I do not think there is enough scope for South American and European teams to face each other. The Club World Cup offers a minimal amount of games for this but is not nearly enough. There is also the odd pre-season tournament that clubs use for publicity but these are not competitive enough. I would like to see a tournament that brings all the best teams together in a competitive atmosphere. Perhaps introducing a winter break for all leagues, moving international tournaments such as the Asian Cup and African Nations to summer, and composing a purely knock-out intercontinental competition. I know the actual implications would mean that it will probably never happen, due to transport, differing seasons and climes, as well as the fact that not all leagues run from August to May.
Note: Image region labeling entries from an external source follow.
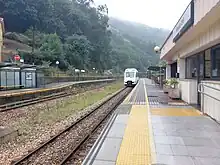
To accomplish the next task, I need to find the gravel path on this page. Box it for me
[15,87,128,165]
[0,84,120,165]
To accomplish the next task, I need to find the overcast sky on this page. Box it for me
[95,0,191,30]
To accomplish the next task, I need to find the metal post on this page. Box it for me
[159,67,162,88]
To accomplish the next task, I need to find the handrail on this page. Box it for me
[198,83,220,102]
[198,83,220,112]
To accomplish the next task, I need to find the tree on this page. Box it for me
[39,34,64,64]
[64,34,92,69]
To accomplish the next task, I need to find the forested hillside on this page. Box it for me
[0,0,167,72]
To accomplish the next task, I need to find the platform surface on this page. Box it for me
[83,79,220,165]
[0,79,111,97]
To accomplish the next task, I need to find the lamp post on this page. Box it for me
[56,61,60,84]
[154,46,162,88]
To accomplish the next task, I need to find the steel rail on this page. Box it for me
[59,87,126,165]
[12,87,127,165]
It was also in the Penarol game that I noticed the referee’s use of a spray foam to show where free kicks should be taken from. He also used it to mark where the wall should go and it stopped the encroaching. I thought this was a quick and inventive way of solving this problem, not that it is overly frequent anyway. Something we would not want to take across is the squeezing of the male anatomy that was present in this game.Vinnie Jones would have been proud. It was used for celebrating by Luis Aguiar (on himself) and for ‘tackling’ (pardon the pun) by Dario Rodriguez.

Goal of the week goes to Sergio Herrera of Depotivo Tachira for his strike in their 1-1 draw with Cerro Porteno. A nice few little touches to take it past the defenders then a beautifully placed shot into the top corner. Roberto Nanni, formerly of Dinamo Kiev, kept on top of the Goal Scoring charts with his 5th of the tournament in the same match.

The two competitions are very different. The atmosphere and style of play in South America provides a raw, exciting feel to the games. Whereas in Europe there is often a more conservative, patient style of play that are changed with moments of pure brilliance. This is not to say that games in Europe can never be raw and exciting, nor that games in the Copa are never patient or conservative. On the whole there is more quality in Europe, as it is where all the best want to be. The Copa is still fantastic for watching quality players emerge and come into their own, as well as decent players who could not quite make it, or have returned to the continent. I just wished there was more opportunities for club teams across the globe to face each other in a competitive atmosphere.